Really its just part of the whole 'being in the club' type behaviour that almost all cliques and groups from 7 year old brownies to fully grown freemasons exhibit.
The idea of a left handshake was appropriated by Baden-Powell from an African tribe when he set up the scouts and then copied by his wife Olave when she founded guides.
This link gives the reasons:
http://www.scoutresources.org/bs/handshake.html
It mentions that the African tribe shook with their left hand because of trust etc. However, I once heard a rumour (albeit unconfirmed) that the real reason they shook with their left was they wiped their backsides with their right!
However, I must take exception to Lillabet's comments that it is all part of 'cliquey' behaviour. The whole ethos of Scouts and Guides is one of inclusion and to compare the Scout/ Guide handshake to the masonic handshake is misinformed and wrong.
By its nature, the masonic handshake, like the organisation, is secret and supposed to be only known to members (who incidentally have to be voted into the organisation). Everybody, even those outside Scouting, know of the scout handshake.
Anyone can join Scouts/ guides. The handshake is used within Scout/ guide events and unlike the masonic handshake is not there to distinguish members from non-members but as a means of welcoming fellow members
When I was a scout leader, I was told on a training course that you shook with the left hand to signify trust as LordyGeordie says. When BP was in Africa he noticed that the tribes put down their shields to shake hands, which meant the other person was still armed with their spear and they were defenseless against a possible attack.

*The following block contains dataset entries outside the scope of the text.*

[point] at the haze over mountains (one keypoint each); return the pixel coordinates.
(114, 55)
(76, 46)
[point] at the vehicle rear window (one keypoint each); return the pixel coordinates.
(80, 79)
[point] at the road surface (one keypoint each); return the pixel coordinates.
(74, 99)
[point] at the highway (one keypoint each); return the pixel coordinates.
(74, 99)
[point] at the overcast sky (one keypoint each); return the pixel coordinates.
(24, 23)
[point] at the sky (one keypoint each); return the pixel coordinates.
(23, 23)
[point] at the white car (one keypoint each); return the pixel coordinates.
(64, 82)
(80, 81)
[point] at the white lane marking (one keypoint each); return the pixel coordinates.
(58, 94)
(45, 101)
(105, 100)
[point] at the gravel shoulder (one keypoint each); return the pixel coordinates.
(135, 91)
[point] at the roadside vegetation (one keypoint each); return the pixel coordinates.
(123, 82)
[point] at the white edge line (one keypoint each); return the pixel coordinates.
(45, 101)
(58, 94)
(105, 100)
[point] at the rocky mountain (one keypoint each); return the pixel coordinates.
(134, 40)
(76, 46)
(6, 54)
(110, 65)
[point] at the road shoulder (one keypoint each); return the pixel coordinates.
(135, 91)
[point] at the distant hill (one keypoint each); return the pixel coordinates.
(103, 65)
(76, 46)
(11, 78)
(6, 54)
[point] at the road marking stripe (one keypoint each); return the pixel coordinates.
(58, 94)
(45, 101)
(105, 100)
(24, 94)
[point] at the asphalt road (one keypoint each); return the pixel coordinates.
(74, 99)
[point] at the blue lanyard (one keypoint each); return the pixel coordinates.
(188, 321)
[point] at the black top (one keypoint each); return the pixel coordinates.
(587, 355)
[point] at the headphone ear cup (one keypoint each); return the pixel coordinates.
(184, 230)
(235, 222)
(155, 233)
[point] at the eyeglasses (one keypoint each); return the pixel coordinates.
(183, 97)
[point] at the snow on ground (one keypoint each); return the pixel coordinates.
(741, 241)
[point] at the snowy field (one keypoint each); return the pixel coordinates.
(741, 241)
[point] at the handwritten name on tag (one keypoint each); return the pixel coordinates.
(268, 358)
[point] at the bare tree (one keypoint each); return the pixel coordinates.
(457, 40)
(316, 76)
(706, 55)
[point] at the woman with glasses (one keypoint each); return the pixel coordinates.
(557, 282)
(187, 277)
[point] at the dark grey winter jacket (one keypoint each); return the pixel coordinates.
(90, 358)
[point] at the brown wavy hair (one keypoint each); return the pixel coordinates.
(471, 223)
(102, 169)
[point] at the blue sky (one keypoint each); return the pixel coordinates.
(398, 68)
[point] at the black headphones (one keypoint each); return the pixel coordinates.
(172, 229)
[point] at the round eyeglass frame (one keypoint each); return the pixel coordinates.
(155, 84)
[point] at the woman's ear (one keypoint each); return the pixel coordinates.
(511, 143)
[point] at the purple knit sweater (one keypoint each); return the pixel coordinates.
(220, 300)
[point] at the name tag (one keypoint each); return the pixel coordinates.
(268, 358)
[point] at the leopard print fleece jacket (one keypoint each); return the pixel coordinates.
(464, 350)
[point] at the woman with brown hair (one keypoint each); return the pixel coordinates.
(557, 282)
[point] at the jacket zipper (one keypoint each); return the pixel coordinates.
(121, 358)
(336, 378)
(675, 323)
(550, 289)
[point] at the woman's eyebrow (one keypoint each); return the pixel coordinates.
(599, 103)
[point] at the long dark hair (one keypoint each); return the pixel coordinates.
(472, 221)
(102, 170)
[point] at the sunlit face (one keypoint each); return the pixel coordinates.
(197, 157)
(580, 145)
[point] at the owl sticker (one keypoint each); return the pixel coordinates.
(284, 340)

As Lilibet suggests, any "club" or "society" is elitist by its very nature - and while Lordy is right that anyone CAN join Scouts and Guides, many choose not to join.
Membership is declining in all but the youngest (Beavers and Rainbows) age groups as children have many more activities available to them these days, than, say 20-30 years ago. Also groups are closing because of lack of leaders - most parents these days work full time, and are quite understandably unwilling to give up their spare time to help run Scouts or Guides for no financial reward. Also, many leaders I trained with were teachers who had to give up Scouts and Guides because of extra paperwork for their teaching jobs when the National Curriculum was brought in.

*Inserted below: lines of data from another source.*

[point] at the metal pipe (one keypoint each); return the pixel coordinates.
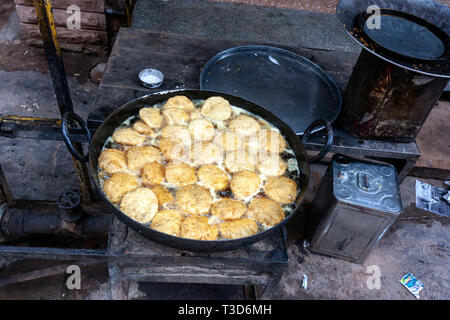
(20, 222)
(385, 102)
(56, 66)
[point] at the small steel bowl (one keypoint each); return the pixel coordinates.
(151, 78)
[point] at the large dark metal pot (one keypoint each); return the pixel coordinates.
(132, 108)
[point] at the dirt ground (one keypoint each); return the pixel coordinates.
(418, 242)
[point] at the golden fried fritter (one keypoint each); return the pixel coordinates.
(152, 173)
(228, 140)
(119, 184)
(216, 108)
(205, 153)
(238, 228)
(198, 227)
(177, 132)
(244, 125)
(180, 174)
(165, 197)
(175, 116)
(213, 177)
(245, 184)
(272, 140)
(228, 209)
(240, 160)
(193, 199)
(265, 211)
(251, 145)
(196, 114)
(112, 161)
(174, 149)
(137, 157)
(168, 221)
(201, 129)
(140, 204)
(281, 189)
(152, 117)
(271, 165)
(128, 137)
(141, 127)
(180, 102)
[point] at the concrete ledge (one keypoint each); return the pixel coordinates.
(243, 22)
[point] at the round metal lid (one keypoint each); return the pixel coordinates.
(408, 38)
(290, 86)
(407, 35)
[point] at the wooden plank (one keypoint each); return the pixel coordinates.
(85, 5)
(89, 20)
(85, 37)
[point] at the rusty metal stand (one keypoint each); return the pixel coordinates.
(135, 258)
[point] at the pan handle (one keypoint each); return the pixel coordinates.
(330, 136)
(69, 117)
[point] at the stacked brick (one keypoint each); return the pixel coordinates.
(89, 35)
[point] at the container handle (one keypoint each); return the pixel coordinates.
(69, 117)
(330, 136)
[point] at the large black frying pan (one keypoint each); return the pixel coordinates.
(131, 108)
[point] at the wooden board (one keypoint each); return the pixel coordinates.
(84, 37)
(433, 141)
(89, 20)
(85, 5)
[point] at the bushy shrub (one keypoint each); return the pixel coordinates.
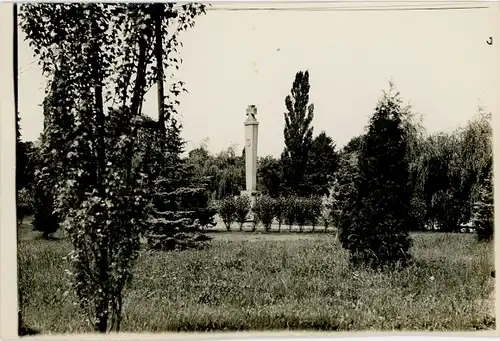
(289, 211)
(483, 213)
(301, 211)
(226, 208)
(25, 204)
(242, 207)
(279, 210)
(313, 210)
(264, 209)
(325, 217)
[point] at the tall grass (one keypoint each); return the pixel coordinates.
(278, 284)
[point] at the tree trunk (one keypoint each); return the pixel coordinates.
(102, 310)
(159, 12)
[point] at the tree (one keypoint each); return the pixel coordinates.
(269, 175)
(180, 204)
(321, 165)
(102, 54)
(343, 190)
(377, 231)
(297, 133)
(484, 210)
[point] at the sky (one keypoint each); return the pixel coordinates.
(439, 61)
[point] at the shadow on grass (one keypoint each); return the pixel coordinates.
(262, 231)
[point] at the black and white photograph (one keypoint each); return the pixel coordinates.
(308, 166)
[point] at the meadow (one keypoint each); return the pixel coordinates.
(271, 281)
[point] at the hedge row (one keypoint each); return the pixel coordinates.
(289, 210)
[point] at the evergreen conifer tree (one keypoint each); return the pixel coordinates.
(180, 205)
(298, 134)
(376, 231)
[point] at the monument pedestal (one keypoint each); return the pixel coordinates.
(251, 138)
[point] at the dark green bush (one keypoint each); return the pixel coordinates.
(264, 209)
(226, 208)
(313, 210)
(290, 211)
(25, 204)
(279, 210)
(242, 207)
(301, 211)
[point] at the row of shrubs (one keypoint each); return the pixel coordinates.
(288, 211)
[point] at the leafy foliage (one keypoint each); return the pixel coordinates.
(279, 210)
(269, 176)
(290, 211)
(297, 134)
(313, 206)
(377, 231)
(226, 208)
(242, 206)
(484, 210)
(264, 210)
(321, 166)
(98, 59)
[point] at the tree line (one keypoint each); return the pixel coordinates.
(114, 180)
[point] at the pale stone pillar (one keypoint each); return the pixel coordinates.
(251, 141)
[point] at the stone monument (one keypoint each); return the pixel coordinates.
(251, 139)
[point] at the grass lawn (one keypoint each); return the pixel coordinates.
(252, 281)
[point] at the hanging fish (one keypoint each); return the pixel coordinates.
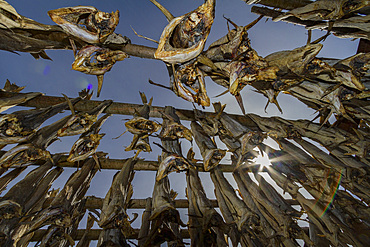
(9, 102)
(88, 142)
(82, 121)
(114, 218)
(210, 153)
(85, 22)
(143, 126)
(35, 149)
(206, 226)
(324, 10)
(20, 126)
(184, 37)
(94, 60)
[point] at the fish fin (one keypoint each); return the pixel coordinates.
(100, 84)
(69, 104)
(141, 36)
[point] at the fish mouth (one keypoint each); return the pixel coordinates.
(86, 22)
(212, 158)
(171, 52)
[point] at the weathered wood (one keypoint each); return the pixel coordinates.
(120, 108)
(285, 4)
(93, 202)
(94, 234)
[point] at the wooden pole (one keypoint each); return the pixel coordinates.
(43, 101)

Luckily there are still some people who want to give back something to the organisations that gave them so much fun when they were children, and who have the time to do this - but it is becoming a thankless task with all the legislation and risk management these days.
I recollect that Baden Powell said Guides and Scouts should shake with their left hand.
My brother aged 12 then gravely tried to shake hands with the Earl of Clan-Whatsit when introduced at a garden party. The other siblings of whom I was one were deemed to young to shake hands with the Earl. I remember my father having a convulsion as my brother gravely explained that scouts shook hands with their left hands. Thank you for bringing back an unexpected memory from 1960!
LordyGeordie, I apologise if you found my response upsetting. I do not think I am misinformed or wrong however.
I was saying that all groups tend to have particular signs / behaviours etc that define them. From particular uniforms to greetings to badges to chants (think football fans) etc.
As someone else said all groups are to an extent an elite whether or not they permit others to join. I meant that there are a whole spectrum of behaviours and would place guides etc at one end of the spectrum and groups such as freemasons at the other. I am certainly not saying and did not say that the two are wholly analogous.